Table 2 shows the loadings that have the most influence in the groupings of the carbide-ripened and naturally ripened samples based on Raman bands for S, C2H2, Ca(OH)2, and PH3. For sulfur, the Raman active peaks indicated by features at approximately 225 cm−1 and 478 cm−1 were strongly associated with the carbide-ripened samples in the negative PC1 and positive PC1, respectively (see Fig. 4a and b). The peak at 225 cm−1 can be attributed to symmetric S–S bending, whereas the one at 478 cm−1 represents the ν(S–S) cross-ring stretching vibration mode of sulfur molecules that exist as puckered rings [29]. For acetylene, the peak centered at approximately 626 cm−1 is responsible for the clustering of the carbide-ripened samples in negative PC1 (see Fig. 4c). This is in contrast to the previously reported peak at 612 cm−1, which, while causing the (C-H) out-of-plane bending mode of acetyl molecules, is very weak [31]. The peak responsible for carbide-ripened samples in the negative PC1 for calcium hydroxyl (see Fig. 4d) is centered around 780 cm−1. This peak can be attributed to the asymmetric bending vibration of the hydroxyl molecule (O–H) [30]. Finally, the peaks indicated by features at approximately 979 cm−1 and 1115 cm−1 for phosphine may be responsible for the clustering of carbide-ripened samples in the positive PC1 and negative PC1, respectively (see Fig. 4e and f). The peak at 1115 cm−1 represents the asymmetric bending mode, whereas the peak at 979 cm−1 can be attributed to the out-of-plane bending mode of the non-polar covalent bonds of phosphine molecules [28].

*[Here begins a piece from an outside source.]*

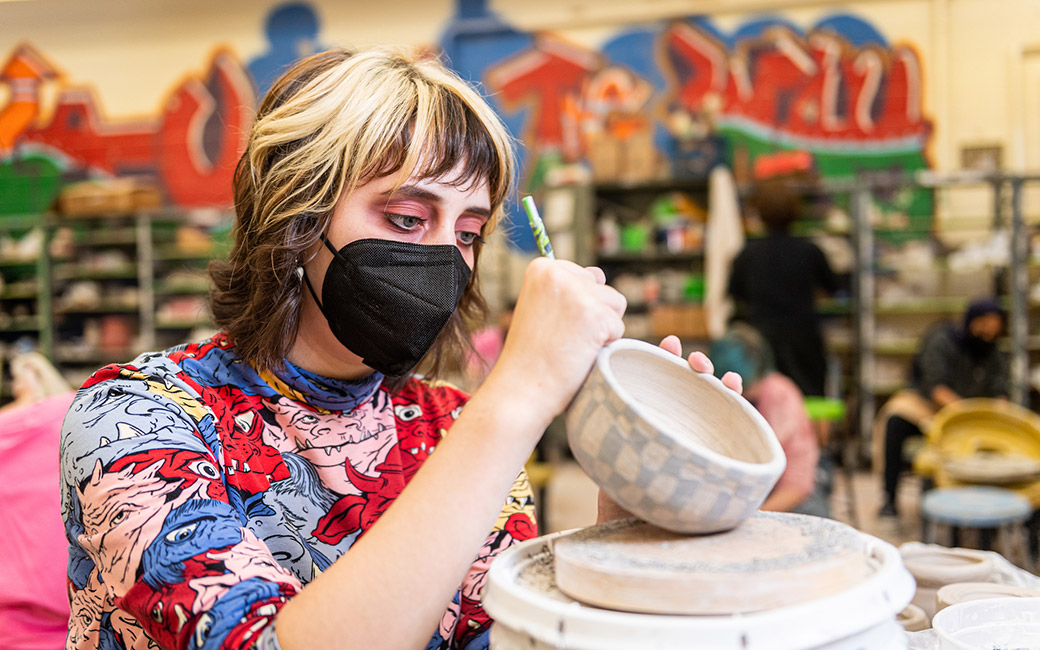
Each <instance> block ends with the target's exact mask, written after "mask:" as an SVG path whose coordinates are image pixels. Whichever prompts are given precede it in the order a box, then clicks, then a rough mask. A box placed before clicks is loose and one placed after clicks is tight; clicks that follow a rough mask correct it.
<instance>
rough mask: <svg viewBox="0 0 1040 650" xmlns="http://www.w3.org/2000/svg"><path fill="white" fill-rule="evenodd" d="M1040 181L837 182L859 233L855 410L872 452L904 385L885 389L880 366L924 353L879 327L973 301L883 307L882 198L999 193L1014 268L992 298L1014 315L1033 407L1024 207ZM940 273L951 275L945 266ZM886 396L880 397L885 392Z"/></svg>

Table 2 Ten most influential wave-shifts in the fingerprint regions of sulfur, acetylene, calcium hydroxide, and phosphine molecules on PC1 loadings

As shown in Table 3, the sulfur fingerprint region (450–500), followed by calcium hydroxide and phosphine (950–1000), provided the best discrimination of the LRS in the clusters indicated on the score plots (see Fig. 4). The good results for sulfur (accuracy = 94%, kappa = 0.87) can be attributed to its relatively high abundance in the calcium carbide production process when compared to other impurities [9]. The poor results for acetylene (accuracy = 59%, kappa = 0.23) can be attributed to its weak Raman active mode in the 600–650 cm−1 wave-shift region [31].

Table 3 Confusion matrix for evaluating PCA score plot groupings data (excluding the outliers)

4 Conclusions

In this study, the use of a novel chemometric-assisted laser Raman spectroscopy method for the direct, rapid, and simultaneous screening of sulfur, acetylene, calcium hydroxide, and phosphine molecules in carbide-ripened bananas was evaluated. It has been shown that method can be used to detect the presence of multiple chemical additives on fruits simultaneously without special preparation. Furthermore, this method has the potential to overcome the limitations of traditional Raman spectroscopy in the analysis of complex biological samples that are noisy and without properly defined peaks. Compared with acetylene, calcium hydroxide, and phosphine, the sulfur fingerprint region (450–500 cm−1) was more accurate (accuracy = 94%, kappa = 0.8) in the discrimination of naturally and carbide-ripened banana samples. In addition to the information deduced from the peaks responsible for the various clusters in the PCA scores plot, a new set of fewer variables (PCs) was obtained, which could be used as inputs in machine learning algorithms for future quantitative studies. Currently, portable handheld Raman devices are capable of recording reliable and repeatable spectra in this application. It is envisioned that the method presented in this work can be extended for use not only in the laboratory but also for on-site measurements.